Барин схватил тарелку с куриными потрошками и швырнул в дубовую дверь, прохрипев тихонько:

– Держи, дура старая!

Матушка расслышала. Удовлетворенно кивнула и сделав страдальческое лицо, удалилась в свои покои. Оттуда еще долго слышались причитания и старческие проклятья приживалок. Кляли антихриста – сына неблагодарного, жалостливо голосили на весь дом.

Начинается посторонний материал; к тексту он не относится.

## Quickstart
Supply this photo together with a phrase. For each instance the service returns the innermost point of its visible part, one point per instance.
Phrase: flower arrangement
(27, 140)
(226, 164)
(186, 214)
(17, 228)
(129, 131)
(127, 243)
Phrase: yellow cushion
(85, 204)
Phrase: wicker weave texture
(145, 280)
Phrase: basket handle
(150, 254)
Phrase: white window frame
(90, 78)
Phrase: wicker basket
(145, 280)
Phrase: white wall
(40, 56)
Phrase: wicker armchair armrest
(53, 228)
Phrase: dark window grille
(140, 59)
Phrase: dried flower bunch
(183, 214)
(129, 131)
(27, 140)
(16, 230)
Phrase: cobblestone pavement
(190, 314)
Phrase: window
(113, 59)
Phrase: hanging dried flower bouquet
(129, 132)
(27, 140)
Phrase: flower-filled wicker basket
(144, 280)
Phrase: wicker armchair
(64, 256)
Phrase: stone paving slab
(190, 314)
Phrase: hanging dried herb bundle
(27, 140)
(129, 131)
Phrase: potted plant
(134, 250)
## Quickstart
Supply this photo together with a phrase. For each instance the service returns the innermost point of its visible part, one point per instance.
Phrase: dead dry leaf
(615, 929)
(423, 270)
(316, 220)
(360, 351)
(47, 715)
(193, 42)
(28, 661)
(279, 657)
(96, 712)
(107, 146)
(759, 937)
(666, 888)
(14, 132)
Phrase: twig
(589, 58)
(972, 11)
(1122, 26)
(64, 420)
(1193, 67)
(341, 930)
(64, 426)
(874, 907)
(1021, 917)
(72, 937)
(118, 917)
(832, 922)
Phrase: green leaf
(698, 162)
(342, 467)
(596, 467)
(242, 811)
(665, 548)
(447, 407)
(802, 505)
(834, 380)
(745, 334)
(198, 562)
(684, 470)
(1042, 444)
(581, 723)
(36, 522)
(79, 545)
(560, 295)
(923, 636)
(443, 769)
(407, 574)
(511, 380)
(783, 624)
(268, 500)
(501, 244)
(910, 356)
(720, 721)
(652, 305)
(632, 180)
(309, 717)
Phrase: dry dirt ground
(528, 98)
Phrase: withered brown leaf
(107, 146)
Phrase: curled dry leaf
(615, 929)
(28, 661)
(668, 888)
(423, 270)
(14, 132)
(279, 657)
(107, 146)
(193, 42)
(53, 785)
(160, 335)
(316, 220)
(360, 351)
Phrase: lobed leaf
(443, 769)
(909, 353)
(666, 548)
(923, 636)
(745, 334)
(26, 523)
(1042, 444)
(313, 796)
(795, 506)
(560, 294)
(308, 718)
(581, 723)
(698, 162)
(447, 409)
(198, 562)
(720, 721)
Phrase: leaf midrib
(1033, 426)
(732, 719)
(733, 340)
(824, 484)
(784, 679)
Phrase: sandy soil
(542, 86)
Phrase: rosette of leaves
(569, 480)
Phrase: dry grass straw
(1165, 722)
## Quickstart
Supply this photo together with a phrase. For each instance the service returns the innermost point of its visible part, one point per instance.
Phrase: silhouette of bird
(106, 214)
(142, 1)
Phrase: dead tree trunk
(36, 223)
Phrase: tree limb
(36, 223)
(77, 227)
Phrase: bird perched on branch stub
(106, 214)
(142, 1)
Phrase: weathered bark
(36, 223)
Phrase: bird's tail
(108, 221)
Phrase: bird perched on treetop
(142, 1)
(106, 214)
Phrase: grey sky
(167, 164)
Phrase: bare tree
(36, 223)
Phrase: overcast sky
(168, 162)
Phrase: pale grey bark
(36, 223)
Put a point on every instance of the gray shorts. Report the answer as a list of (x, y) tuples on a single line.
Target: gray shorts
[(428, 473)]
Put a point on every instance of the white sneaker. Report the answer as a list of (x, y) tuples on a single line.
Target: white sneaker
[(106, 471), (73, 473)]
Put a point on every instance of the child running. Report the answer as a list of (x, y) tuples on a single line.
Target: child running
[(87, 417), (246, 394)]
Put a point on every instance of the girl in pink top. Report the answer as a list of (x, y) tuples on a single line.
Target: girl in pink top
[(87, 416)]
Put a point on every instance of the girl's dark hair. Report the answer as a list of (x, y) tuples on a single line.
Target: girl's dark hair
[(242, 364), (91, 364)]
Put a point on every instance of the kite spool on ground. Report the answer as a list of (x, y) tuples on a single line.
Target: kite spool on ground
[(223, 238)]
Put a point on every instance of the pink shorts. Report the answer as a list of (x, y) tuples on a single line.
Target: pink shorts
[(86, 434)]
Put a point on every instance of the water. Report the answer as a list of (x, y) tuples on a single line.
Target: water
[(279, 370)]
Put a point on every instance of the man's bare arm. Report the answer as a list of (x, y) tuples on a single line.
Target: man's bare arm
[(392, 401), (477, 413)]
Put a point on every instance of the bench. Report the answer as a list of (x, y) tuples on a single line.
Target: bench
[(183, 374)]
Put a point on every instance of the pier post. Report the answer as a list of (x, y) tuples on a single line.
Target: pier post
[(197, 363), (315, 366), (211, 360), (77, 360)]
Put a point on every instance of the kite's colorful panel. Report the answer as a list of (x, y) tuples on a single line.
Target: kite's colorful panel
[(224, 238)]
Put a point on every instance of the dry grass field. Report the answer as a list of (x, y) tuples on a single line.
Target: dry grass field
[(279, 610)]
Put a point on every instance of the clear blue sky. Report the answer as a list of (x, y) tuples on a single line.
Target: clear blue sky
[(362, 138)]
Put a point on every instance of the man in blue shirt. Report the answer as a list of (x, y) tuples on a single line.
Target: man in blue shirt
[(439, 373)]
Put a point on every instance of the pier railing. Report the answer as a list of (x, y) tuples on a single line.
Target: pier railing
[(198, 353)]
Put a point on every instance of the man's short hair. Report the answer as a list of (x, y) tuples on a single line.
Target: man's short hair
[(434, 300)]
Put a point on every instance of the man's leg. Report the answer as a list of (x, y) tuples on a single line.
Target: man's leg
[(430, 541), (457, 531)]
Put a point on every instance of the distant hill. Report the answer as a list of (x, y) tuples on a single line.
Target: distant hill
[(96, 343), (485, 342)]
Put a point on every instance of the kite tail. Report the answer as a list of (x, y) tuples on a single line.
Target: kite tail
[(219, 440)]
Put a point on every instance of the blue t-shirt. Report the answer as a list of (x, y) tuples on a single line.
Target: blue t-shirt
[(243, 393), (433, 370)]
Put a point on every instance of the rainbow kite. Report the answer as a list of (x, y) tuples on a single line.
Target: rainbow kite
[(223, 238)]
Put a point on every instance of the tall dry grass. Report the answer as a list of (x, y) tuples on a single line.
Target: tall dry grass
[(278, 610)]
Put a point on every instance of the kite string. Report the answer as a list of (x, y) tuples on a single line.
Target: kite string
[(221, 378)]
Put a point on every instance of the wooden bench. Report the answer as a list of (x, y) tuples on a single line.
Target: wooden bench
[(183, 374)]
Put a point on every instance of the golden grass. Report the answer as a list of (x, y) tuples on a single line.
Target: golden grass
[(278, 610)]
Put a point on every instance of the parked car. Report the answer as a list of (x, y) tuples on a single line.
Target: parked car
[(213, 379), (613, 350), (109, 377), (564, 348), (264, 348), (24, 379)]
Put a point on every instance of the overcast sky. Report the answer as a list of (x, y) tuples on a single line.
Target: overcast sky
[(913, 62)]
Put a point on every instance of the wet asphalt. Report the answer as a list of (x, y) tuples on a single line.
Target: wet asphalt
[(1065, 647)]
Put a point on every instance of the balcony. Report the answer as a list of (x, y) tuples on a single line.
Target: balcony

Максим Фёдорович достал из шкафа граненый стакан, налил берёзовки[13 - Берёзовка (березовица) – древнерусский напиток, известный со времен скифов. Готовился из бродящего в тепле березового сока.]. Выпил залпом, занюхал хлебом. Сложно было описать, что испытывал он при общении с матерью. Стукнуло ему сорок лет, а все метался он, ища и ожидая неведомого. Ничем не мог он насытиться, ни остановиться. Душа его кидалась из крайности в крайность. То пил он нещадно и шалил мордобоем в доме терпимости. То в монастырь молиться ехал. То неделями колесил по селам, незнаемо зачем. Про себя звал мать – Она. И каким-то звериным своим чутьем понимал, считает Она его слабым и нерешительным. Никогда не мог он Ей услужить. Разве было ему понять, что он в родительских руках – игрушка. Не знал и не догадывался, какие еще коварные планы были изобретены ею, ради удовлетворения ненасытной, властолюбивой натуры.